Skip to content

Parser fails for lecker.de recipes: JSON-LD block not found (multi-block issue) #3224

Description

@desiue

Description
The Nextcloud Cookbook app fails to import recipes from lecker.de using the URL import feature.

The application returns the error: "Für den angegeben Import konnte kein Parser gefunden werden" (No parser found for the specified import).

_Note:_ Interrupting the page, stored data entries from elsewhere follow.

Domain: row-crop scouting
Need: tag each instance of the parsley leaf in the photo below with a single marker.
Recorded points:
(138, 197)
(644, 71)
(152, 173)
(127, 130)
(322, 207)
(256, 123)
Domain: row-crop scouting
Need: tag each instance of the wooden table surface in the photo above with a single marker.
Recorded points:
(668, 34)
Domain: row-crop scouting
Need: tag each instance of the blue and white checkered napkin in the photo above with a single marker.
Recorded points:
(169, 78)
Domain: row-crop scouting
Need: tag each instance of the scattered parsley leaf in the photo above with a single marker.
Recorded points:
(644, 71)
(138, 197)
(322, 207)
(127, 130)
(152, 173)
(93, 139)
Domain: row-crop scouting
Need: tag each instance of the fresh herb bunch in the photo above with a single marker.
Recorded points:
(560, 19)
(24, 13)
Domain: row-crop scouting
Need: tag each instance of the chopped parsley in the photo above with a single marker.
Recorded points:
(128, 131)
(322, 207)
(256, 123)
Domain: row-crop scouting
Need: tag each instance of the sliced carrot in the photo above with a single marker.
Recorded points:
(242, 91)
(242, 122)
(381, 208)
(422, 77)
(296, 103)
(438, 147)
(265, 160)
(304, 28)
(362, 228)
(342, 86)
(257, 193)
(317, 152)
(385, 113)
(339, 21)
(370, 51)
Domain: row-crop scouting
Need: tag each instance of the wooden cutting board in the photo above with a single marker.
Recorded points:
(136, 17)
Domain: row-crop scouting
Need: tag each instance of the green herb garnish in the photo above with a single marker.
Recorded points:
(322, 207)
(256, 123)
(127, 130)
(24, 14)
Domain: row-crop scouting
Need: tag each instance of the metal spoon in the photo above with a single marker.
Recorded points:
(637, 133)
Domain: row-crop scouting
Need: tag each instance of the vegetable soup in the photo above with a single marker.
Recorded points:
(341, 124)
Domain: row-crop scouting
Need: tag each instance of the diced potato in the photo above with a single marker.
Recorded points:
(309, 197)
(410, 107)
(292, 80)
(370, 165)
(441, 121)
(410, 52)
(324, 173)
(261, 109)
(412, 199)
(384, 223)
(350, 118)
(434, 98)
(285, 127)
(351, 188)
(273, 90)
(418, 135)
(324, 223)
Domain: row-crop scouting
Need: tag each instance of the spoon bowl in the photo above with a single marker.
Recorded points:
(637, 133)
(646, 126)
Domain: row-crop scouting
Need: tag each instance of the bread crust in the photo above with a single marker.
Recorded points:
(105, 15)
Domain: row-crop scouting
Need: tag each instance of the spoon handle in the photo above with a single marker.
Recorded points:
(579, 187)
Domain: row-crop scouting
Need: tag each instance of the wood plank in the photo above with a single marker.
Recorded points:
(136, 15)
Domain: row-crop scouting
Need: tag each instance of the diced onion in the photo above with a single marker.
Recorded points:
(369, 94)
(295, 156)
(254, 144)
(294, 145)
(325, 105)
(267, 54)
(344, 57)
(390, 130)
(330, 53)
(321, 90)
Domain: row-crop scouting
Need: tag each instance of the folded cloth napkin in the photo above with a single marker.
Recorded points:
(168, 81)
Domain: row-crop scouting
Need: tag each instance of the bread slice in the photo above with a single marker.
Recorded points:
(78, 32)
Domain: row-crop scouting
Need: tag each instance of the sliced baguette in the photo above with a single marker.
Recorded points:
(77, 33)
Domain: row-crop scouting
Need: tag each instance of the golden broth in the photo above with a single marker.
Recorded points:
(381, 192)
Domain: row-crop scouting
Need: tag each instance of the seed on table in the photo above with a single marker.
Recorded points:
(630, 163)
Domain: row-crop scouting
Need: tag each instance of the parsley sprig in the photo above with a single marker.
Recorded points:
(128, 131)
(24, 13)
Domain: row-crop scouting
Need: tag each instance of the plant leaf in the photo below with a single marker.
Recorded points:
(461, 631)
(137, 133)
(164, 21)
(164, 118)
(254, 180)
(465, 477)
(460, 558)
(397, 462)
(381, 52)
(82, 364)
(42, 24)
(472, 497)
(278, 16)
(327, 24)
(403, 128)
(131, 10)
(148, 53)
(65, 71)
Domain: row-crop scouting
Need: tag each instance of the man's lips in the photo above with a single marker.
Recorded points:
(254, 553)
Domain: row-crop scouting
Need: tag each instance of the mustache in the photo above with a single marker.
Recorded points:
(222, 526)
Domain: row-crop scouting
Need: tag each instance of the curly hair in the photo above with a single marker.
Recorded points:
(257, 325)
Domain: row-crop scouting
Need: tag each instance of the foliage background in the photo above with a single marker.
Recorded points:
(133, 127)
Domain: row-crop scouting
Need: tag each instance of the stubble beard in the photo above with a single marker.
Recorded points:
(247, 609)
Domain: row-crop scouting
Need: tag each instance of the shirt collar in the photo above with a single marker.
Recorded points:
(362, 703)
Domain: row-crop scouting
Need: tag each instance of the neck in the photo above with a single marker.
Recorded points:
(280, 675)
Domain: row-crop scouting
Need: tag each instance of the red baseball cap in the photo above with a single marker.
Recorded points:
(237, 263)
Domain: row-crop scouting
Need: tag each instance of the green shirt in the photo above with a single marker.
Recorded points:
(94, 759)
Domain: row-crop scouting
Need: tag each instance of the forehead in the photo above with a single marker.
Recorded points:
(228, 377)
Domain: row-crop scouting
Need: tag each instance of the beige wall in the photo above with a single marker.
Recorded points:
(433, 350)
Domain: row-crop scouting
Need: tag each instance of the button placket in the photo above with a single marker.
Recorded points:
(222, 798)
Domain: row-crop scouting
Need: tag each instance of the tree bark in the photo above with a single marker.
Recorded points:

Investigation shows that lecker.de provides multiple JSON-LD blocks on their recipe pages (e.g., Organization, WebSite, BreadcrumbList, etc.) before the actual Recipe block. The current implementation of the Cookbook parser appears to look only at the first JSON-LD block (which is an Organization type) or fails to identify the correct source block, leading to the error.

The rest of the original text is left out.